To get SNAP, your income as a single person cannot be over $300 per week. To get SNAP as a family of five, HH income cannot be over $750 PER WEEK.
So that tells you what they pay.
So WalMart pulls production here, which increases the price of 80% of their products by 2x. I have no idea what it would really increase, but comparing prices I see of products here that I can buy direct for half the price, so it's at least DOUBLE.
And doubling the price does nothing more for their bottom line than bring production here. Yes, it employs people, but at a low wage.
That means a ton of WalMart employees and 40 million other low-wage workers can no longer afford to shop at WalMart, as prices have doubled, BUT their pay is the same.
Right now, a massive portion of the 42- million low-wage workers are working for industries that are pulling in HUGE dollars for the owners. It's not a true equivalent, but it's not far from servitude. Those 42 million can't afford to have most every product they buy from WalMart double in price, just for the benefit of bringing mfg back here.
So I guess we have to decide which is more feasible a concept: Do we increase wages in order for people to survive and maybe even get ahead of the game, then bring mfg back here and people will be able to afford the ensuing increased cost of goods,
OR bring mfg here first, pricing goods out of the market so they don't get bought, then hope employers will start paying more to enable people to buy last year's goods that are sitting in a warehouse getting dusty?
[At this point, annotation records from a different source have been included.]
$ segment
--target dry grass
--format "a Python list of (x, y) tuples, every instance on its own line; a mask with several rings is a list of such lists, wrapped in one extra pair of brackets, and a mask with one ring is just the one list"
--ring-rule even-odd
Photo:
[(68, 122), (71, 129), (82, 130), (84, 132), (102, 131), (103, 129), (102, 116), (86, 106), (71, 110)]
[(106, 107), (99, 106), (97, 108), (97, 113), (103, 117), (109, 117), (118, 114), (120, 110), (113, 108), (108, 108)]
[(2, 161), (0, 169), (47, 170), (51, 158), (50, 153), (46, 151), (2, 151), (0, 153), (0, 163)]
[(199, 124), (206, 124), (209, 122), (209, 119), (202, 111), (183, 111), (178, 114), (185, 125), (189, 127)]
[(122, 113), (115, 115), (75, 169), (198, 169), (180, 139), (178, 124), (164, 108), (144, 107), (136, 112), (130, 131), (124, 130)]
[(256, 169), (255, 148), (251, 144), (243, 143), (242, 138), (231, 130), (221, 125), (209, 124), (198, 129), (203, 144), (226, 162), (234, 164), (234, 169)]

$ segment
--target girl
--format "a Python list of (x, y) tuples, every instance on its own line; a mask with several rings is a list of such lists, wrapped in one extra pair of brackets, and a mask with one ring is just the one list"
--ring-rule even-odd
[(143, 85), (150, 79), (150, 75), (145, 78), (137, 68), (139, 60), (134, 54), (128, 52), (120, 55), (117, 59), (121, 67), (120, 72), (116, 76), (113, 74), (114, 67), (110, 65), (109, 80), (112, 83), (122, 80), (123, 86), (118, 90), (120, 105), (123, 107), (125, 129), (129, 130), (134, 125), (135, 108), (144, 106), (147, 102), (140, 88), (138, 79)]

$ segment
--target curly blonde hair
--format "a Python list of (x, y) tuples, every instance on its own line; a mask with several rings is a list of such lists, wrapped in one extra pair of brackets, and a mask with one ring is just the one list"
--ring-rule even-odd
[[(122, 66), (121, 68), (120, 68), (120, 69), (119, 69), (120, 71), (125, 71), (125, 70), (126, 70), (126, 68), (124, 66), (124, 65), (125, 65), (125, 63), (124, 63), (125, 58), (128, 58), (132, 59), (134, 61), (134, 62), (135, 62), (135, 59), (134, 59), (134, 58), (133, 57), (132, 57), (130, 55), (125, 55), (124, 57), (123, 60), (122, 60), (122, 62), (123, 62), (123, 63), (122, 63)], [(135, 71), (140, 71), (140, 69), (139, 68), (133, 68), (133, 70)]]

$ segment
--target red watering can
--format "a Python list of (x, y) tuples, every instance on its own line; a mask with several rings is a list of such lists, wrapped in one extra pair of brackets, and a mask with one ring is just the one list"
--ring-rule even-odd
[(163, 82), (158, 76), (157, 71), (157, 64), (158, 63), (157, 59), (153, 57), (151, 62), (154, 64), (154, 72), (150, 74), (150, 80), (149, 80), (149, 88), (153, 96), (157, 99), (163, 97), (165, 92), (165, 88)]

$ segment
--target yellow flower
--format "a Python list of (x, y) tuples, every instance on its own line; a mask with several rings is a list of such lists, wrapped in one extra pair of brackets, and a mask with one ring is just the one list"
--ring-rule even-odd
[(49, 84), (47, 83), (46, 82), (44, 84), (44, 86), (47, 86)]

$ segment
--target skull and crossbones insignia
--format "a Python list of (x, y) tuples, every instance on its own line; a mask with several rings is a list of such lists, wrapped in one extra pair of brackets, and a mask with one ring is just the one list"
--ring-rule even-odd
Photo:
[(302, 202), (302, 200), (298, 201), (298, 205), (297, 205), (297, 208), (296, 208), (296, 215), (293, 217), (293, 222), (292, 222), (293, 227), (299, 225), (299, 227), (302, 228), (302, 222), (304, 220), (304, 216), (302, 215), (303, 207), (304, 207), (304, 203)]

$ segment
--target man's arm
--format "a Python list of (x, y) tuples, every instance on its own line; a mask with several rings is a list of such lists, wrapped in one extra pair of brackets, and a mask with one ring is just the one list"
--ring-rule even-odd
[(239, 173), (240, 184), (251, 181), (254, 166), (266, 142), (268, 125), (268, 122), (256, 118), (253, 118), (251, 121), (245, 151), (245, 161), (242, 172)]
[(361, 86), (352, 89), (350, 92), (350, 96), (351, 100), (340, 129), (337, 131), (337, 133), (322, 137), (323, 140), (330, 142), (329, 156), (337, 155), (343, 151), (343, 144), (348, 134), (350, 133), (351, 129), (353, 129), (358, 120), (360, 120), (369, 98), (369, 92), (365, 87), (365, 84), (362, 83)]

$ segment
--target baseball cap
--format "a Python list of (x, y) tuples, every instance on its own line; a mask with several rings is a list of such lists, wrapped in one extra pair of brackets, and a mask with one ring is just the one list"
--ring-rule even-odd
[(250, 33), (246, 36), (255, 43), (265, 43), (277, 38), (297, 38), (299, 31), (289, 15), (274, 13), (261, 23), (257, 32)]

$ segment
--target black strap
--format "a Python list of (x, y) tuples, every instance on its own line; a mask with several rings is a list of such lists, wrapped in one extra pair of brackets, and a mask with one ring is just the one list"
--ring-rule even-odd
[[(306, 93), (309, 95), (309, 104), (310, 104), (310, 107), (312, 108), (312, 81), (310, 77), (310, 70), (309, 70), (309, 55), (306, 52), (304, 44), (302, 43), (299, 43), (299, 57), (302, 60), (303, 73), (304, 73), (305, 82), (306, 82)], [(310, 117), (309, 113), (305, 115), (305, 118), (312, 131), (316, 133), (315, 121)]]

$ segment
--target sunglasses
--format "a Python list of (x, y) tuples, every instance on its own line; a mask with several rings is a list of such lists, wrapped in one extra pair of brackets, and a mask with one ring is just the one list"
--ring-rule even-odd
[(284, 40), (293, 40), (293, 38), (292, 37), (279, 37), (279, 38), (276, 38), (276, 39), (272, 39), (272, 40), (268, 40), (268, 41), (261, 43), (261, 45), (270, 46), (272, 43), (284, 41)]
Can you name anyone that would take that risk as a startup, or even a massive company that would take that risk?
Picture someone going into a pitch meeting with an equity firm: "I want to open a factory here, making this same widget that stores now buy for $5 from China, but will soon be paying $6.25 due to tariffs. We will need to build a factory, fill it with mfg equipment, source our goods, hire 75 min-wage employees to make the widgets. We should be able to bring the wholesale price in at $7.50, the lowest."
Will the investment money pour in?
Manufacturing jobs started to increase in early 2016, and continued to rise. Are we crediting Trump for that?Trump started bringing manufacturing back to the US, right after Obama claimed it was gone for good. So know you are saying Trump is doing a good thing? Thank you for agreeing with us.
Do we naively think that Mike wakes up on Monday morning, decides to create a factory, and by Friday they have one employing 50 workers?
Tiffany and Co. was one of my clients. I went to their headquarters during the mid-2000s recession. They had a display of the new processing facility they had broken ground on. I commented on the oddness of the business choice, given the state of the economy.
I was told the expansion plans were in stone years before, and the money was already earmarked for it.
Remember the new Intel factory that Trump took credit for? They broke ground ground before he was even president.
tl/dr? It doesn't happen overnight. If it happened in 2016, it was probably planned in 2013-2014. And so on.